ESPE Yearbook of Paediatric Endocrinology

Hum Genet. 2021 Nov;140(11):1553-1562. doi: 10.1007/s00439-021-02259-2.

Brief Summary: This paper describes 5 related Karelian Bear Dogs (KBDs) with a canine hypopituitarism phenotype. Genome-wide association analysis (GWAS) and next-generation sequencing revealed a homozygous candidate gene defect in POU1F1. The study thus presents a novel animal model for human hypopituitarism.

In addition to humans, hypopituitarism can spontaneously occur in animals, including mice and dogs. In dogs, hypopituitarism has been reported in German Shepherds and KBDs. The affected dogs of both breeds manifest with small size and puppy coats with hair loss (1, 2). The German Shepherds have deficiencies of growth hormone, thyroid-stimulating hormone, gonadotropins, and prolactin due to a recessive splicing variant in LHX3 (1, 3), whereas the KBDs have low insulin-like growth factor 1 levels and a suggested autosomal recessive disease (2).

Here, the authors describe 5 related KBDs, who were suspected of hypopituitarism based on their size and coat. In addition, 1 of these dogs had a low level of insulin-like growth factor and 1 had hypothyroidism. GWAS using SNP array data, performed in the 5 affected cases and 139 KBD controls, mapped the disease locus to chromosome 31, where the affected dogs shared allelic homozygosity. Whole genome sequencing on 3 affected dogs filtered the best candidate gene to a homozygous intronic variant in the gene, POU1F1. The variant was predicted to affect gene splicing and it was heterozygous or absent in 1035 control genomes or exomes of various breeds.
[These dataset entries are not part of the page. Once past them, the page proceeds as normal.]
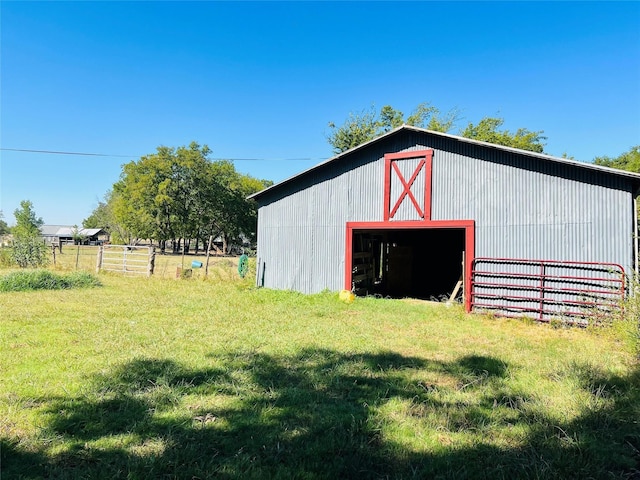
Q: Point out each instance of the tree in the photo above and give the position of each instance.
(361, 128)
(27, 223)
(28, 249)
(357, 129)
(4, 228)
(179, 194)
(487, 130)
(629, 161)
Genotyping the variant in a cohort of 642 KBDs, including the affected cases and their available close relatives, revealed 62 heterozygotes and 3 additional homozygous individuals, 1 of which was still alive and manifested a hypopituitarism phenotype. Furthermore, 7 Lapponian Herders harboring the POU1F1 variant were identified among 349 dogs of related breeds and 1 heterozygote KBD among 7925 dogs from 206 different breeds, indicating high KBD breed-specificity of the POU1F1 variant.

To conclude, this paper suggests that a rare homozygous defect in POU1F1 can underlie hypopituitarism not only in humans (4) but also in dogs. However, future efforts are needed to comprehensively evaluate the canine hormone deficiencies and show the functional effect of the variant on splicing.
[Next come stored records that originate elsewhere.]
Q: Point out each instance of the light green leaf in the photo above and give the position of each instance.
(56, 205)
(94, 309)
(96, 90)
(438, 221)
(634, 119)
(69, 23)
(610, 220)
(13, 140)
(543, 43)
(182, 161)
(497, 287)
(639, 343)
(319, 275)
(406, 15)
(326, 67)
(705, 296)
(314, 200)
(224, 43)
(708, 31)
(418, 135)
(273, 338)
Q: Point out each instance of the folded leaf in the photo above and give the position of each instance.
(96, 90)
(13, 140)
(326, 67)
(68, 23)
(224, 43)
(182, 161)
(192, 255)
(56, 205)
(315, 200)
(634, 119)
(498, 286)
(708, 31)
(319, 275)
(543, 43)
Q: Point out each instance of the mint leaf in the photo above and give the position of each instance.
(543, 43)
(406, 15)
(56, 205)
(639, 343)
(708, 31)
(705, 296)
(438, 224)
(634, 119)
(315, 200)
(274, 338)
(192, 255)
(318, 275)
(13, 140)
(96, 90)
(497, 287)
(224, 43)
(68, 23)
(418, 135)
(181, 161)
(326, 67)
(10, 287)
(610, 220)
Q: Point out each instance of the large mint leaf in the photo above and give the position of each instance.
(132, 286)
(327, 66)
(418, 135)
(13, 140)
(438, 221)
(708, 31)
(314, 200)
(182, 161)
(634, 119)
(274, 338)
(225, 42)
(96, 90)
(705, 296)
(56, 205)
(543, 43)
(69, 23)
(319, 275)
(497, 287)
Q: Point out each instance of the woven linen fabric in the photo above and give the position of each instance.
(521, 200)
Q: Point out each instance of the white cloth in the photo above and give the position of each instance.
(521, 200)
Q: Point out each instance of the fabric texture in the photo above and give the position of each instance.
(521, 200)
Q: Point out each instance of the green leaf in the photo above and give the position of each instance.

References: 1. Kooistra HS, Voorhout G, Mol JA, Rijnberk A. Combined pituitary hormone deficiency in german shepherd dogs with dwarfism. Domest Anim Endocrinol 2000 19(3):177–190. 2. Andresen E, Willeberg P. Pituitary dwarfism in Carelian bear-dogs: evidence of simple, autosomal recessive inheritance. Hereditas 1977 84(2):232–234. 3. Voorbij AM, van Steenbeek FG, Vos-Loohuis M, Martens EE, Hanson-Nilsson JM, van Oost BA, Kooistra HS, Leegwater PA. A contracted DNA repeat in LHX3 intron 5 is associated with aberrant splicing and pituitary dwarfism in German shepherd dogs. PLoS One 2011 6(11):e27940. 4. Jadhav S, Diwaker C, Lila AR, Gada JV, Kale S, Sarathi V, Thadani PM, Arya S, Patil VA, Shah NS, Bandgar TR. POU1F1 mutations in combined pituitary hormone deficiency: differing spectrum of mutations in a Western-Indian cohort and systematic analysis of world literature. Pituitary 2021 Oct;24(5):657–669.